Eugene Fama et Copernic

Pascal Combemale me fait parvenir un entretien récent avec Eugene Fama, économiste de l’école de Chicago, fameux à plusieurs titres, pour avoir, par exemple, amélioré un modèle du prix d’une action à un facteur en lui adjoignant deux autres facteurs (le facteur unique était purement tautologique puisqu’il exprime simplement la manière dont la variation du prix d’une action diffère de la variation de prix du marché dans son ensemble – les deux facteurs que Fama ajoute sont eux ad hoc car ils n’ont aucune justification théorique) et pour avoir affirmé que l’hypothèse de « marché efficient » ne peut être rejetée sans que l’on rejette en même temps la notion d’« équilibre de marché » (le prétendu « dilemme » est aisément résolu par la constatation empirique qu’aucun « équilibre de marché » n’a jamais été observé – voir mes Le rapport entre la valeur et les prix [1999] et Le prix et la « valeur » d’une action boursière [2007]).

Pascal me pose aussi la question suivante :

« J’aimerais savoir, s’il le veut bien, ce que Paul pense de cet interview de Fama, économiste nobélisable, grand théoricien devant l’Eternel de l’efficience des marchés financiers (plus précisément du marché des actions).

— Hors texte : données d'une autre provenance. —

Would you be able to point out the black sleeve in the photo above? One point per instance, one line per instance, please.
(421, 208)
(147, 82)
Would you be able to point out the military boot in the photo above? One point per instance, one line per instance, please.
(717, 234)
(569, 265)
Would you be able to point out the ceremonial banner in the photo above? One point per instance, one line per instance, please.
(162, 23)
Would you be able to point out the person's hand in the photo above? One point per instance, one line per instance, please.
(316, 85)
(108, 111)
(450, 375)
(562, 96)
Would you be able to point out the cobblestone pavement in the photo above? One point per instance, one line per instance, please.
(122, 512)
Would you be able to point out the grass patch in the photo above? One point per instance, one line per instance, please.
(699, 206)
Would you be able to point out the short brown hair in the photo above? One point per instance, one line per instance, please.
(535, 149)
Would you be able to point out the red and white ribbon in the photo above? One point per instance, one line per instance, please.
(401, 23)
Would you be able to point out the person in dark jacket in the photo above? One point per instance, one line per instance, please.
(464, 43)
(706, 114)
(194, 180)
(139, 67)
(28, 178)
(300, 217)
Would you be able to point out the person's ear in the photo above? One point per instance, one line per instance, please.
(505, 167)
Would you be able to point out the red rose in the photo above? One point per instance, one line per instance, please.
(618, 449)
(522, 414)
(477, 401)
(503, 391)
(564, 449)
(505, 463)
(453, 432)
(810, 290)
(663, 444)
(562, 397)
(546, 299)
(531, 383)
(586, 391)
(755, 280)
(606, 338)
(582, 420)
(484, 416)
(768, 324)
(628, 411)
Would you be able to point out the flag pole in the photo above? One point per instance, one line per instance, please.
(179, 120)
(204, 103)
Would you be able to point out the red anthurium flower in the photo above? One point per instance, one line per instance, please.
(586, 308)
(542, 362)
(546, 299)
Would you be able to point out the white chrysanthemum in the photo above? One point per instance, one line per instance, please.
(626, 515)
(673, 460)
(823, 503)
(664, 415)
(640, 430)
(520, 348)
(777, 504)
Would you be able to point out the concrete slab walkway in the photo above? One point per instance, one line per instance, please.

Je continue à me demander si ces économistes, qui ne sont pas tous idiots, croient vraiment à ce qu’ils racontent, ou si c’est simplement pour eux une façon comme une autre de gagner leur vie ».

Voici ma réponse :

« J’ai lu l’entretien avec Fama. Je sais que c’est en effet à ce genre d’économistes qu’on attribue des prix Nobel mais ce type de science économique est condamné. Leurs modèles sont « phénoménologiques » : ils rendent compte des faits mais de manière « ptoléméenne », « pré–copernicienne » et, comme dirait Hegel, « en extériorité de la chose–même ». En astronomie ptoléméenne, avec la terre au centre, toute nouvelle anomalie dans les orbites des planètes et de leurs satellites conduisait à ajouter des « épicycles », c’est ce que Fama explique candidement qu’il a fait aussi : il a pris un modèle existant et lui a ajouté deux variables et hop ! le tour est joué. Un modèle auquel on peut ajouter deux variables, tout scientifique vous le dira, est nécessairement faux : leur modèle de la formation des prix est faux parce qu’il ignore « la chose–même », en l’occurrence, le rapport de force « aristotélicien » entre acheteurs et vendeurs. Depuis quelques années je travaille modestement au modèle « copernicien » de la formation des prix. Comme vous le savez, c’est en–dehors de la science économique… et même en–dehors de l’université ! ».